Natürlich.
Es sind auch Rechtskreise vorstellbar, die keine Unterschiede zwischen materiellem Recht und Verfahrensrecht machen bzw. diesen Unterschied nicht kennen.
Etwas anderes, aber die Gemengelage nett verdeutlichend ist z.B. die Nötigung:
§ 240
Nötigung
(1) Wer einen Menschen rechtswidrig mit Gewalt oder durch Drohung mit einem empfindlichen Übel zu einer Handlung, Duldung oder Unterlassung nötigt, wird mit Freiheitsstrafe bis zu drei Jahren oder mit Geldstrafe bestraft.
(2) Rechtswidrig ist die Tat, wenn die Anwendung der Gewalt oder die Androhung des Übels zu dem angestrebten Zweck als verwerflich anzusehen ist.
Nimm die in Absatz zwei definierte Rechtswidrigkeit raus, und Du machst aus fast jeder zwischenmenschlichen Interaktion eine strafbare Nötigung: Küß mich, oder ich mach Dir kein Frühstück; leg Geld auf den Tresen, oder ich verkauf Dir keine Brötchen etc.
Die Rechtswidrigkeit variiert nach gesellschaftlicher Anschauung bzw. Konsens.
Ja. Allerdings ist § 240 StGB auch ein von moralinsaurem Ungeist geprägter Pseudotatbestand ohne bestimmten Gehalt und damit eigentlich verfassungswidrig. Das zeigt sich schon bei einfachsten Problemfragen, Bsp.: (Wann) ist es Nötigung, wenn man mit einem Unterlassen droht? Ist es nur Nötigung, wenn eine Pflicht zum Handeln besteht, und wenn ja, muß es eine rechtliche Pflicht sein oder genügt eine sittliche Pflicht? Oder genügt es bereits, wenn die Sache nach gesundem Volksempfinden stinkt?
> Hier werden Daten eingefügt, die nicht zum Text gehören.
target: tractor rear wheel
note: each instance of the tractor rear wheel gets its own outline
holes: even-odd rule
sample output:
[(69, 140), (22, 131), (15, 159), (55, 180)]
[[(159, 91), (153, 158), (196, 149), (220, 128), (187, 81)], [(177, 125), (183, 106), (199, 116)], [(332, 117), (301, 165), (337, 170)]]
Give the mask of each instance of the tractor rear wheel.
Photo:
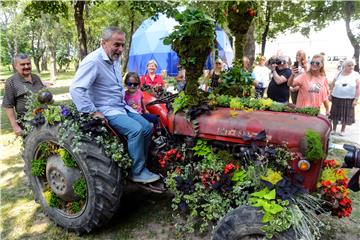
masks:
[[(106, 224), (120, 206), (123, 192), (121, 169), (91, 141), (82, 141), (79, 151), (71, 148), (73, 137), (60, 146), (58, 129), (45, 123), (26, 137), (25, 173), (35, 201), (40, 203), (50, 219), (70, 231), (90, 232)], [(44, 144), (67, 151), (76, 162), (74, 167), (65, 166), (59, 155), (52, 154), (41, 159), (46, 166), (40, 174), (34, 174), (32, 171), (37, 167), (37, 159), (43, 156)], [(76, 184), (80, 190), (82, 188), (81, 194), (76, 194)]]
[[(261, 230), (263, 213), (255, 207), (240, 206), (225, 215), (216, 226), (212, 240), (262, 240), (266, 233)], [(295, 232), (289, 229), (273, 239), (293, 240)]]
Beispielsfall 1 - Vorstellungsgespräch
Arbeitnehmerin: Und, bekomme ich den Job?
Arbeitgeber: Ja, aber vorher muß auf der Besetzungscouch geschlechtlich verkehrt werden.
Arbeitnehmerin (gibt sich hin)
Meinung a) - Stinken nach gesundem Volksempfinden reicht (Bundesgerichtshof) würde hier wegen Nötigung verurteilen. Die anderen Meinungen nicht.